Washington (BWA)--In the historic Judeo-Christian tradition, the family is ascribed a place of great significance whatever the location of the society in which it is found. Celebrated attempts have been made to destroy the bonds of family but with little or no success. Notwithstanding this, the question of the form the family should take has not admitted unanimous agreement whether in Jewish or Christian circles. One reason is that the family takes its shape in the social context in which it exists.

For many years, some have assumed that the normative form the family should take derives from what was sometimes referred to as "the British tradition" and its Greco-Roman precedents. The so-called "nuclear family" would include a man and a woman, united in publicly attested bonds following socially sanctioned mores enjoying legal recognition. Children - offspring of the husband and wife - would complete the family unit.

In the eighteenth and nineteenth centuries, when missionaries took the Gospel to lands far away from their own, they tended to assume that the form of family they had in their home country was to be replicated by the people who would become the benefactors of their "civilizing" efforts.

To complicate the situation was the fact that, in some of the situations in which the missionaries served, sections of the civilizing party actually owned human beings and counted these as part of their property. As property belonging to another, these enslaved persons were not entitled to benefit from the protection of the state in the matter of family relations. The result is that the enslaved developed patterns of cohabitation that differed from those of their "masters."

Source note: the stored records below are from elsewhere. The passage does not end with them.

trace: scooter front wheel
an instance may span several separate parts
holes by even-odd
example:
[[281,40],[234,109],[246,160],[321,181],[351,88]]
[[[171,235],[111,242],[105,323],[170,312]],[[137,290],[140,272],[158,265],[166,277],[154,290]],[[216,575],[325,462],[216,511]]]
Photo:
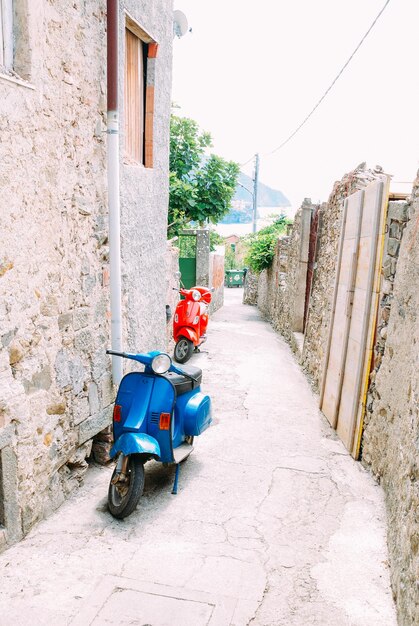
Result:
[[175,345],[175,361],[178,363],[186,363],[192,356],[194,345],[190,339],[181,337]]
[[113,484],[115,478],[116,468],[109,484],[108,508],[114,517],[123,519],[134,511],[144,490],[144,465],[141,458],[131,454],[125,480]]

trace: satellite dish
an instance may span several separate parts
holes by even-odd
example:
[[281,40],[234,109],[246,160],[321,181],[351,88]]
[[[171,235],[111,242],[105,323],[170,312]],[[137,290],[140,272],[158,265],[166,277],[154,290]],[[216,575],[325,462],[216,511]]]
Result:
[[186,15],[176,9],[173,11],[173,34],[176,37],[183,37],[188,32],[188,20],[186,19]]

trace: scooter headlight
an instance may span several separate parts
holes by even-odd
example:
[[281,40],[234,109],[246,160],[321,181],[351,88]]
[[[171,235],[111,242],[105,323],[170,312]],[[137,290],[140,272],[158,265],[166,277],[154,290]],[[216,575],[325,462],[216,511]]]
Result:
[[158,354],[151,361],[151,369],[155,374],[165,374],[172,364],[172,359],[168,354]]
[[198,291],[198,289],[193,289],[192,290],[192,299],[195,300],[195,302],[198,302],[198,300],[201,299],[201,294]]

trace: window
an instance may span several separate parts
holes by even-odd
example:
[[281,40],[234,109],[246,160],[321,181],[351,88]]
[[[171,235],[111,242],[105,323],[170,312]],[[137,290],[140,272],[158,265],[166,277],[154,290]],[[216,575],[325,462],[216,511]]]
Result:
[[13,0],[0,0],[0,71],[13,69]]
[[154,75],[157,44],[131,19],[125,27],[125,157],[153,167]]

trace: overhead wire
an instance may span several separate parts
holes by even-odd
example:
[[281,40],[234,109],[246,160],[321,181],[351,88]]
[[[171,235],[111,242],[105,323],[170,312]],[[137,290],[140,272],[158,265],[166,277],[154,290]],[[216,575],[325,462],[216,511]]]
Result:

With emancipation, what was to be the socially approved situation with the family of the formerly enslaved? In some cases, churches that once accepted into leadership enslaved men who lived with their female partners and children started to require these leaders to participate in the traditional marriage rituals formerly allowed only to their overlords. Forty years ago, Barbadian social and cultural historian, Edward Kamau Braithwaite, popularized the recorded exchange between a missionary and a church leader over justification for the leader suddenly being considered unsuitable to continue to hold office because his recent emancipation from slavery required him to mimic the marital customs of his former oppressors.

In the Caribbean, beginning in the 1970s, politicians have collaborated to arrive at definitive answers to the question of the forms the family may take. The result has been a raft of legislations to ameliorate the adverse position of persons living in households in so-called "Common Law Unions."

Some people once felt that determining admissible structural forms for human cohabitation that are not based on canonized social conventions is a most challenging undertaking. Is it possible that today far more difficult issues arise whose resolution will take many decades and perhaps even centuries.

Many will not dispute the church's responsibility to support the family, recognizing, for example, the contribution of the family to the spiritual formation of people in community. Not surprisingly, the 1989 BWA General Council approved a motion to encourage Baptists throughout the world "to acknowledge and endorse anew the need for the home and the family to be deeply rooted in the Christian faith."

When the General Council met again in 1994, the International Year of the Family, the BWA passed a resolution acknowledging that "since family life is under threat in all cultures, Christians must ensure effective marriage preparations, teach family members to communicate with each other, provide relevant models of parenting and benefit from the older generation of Christians."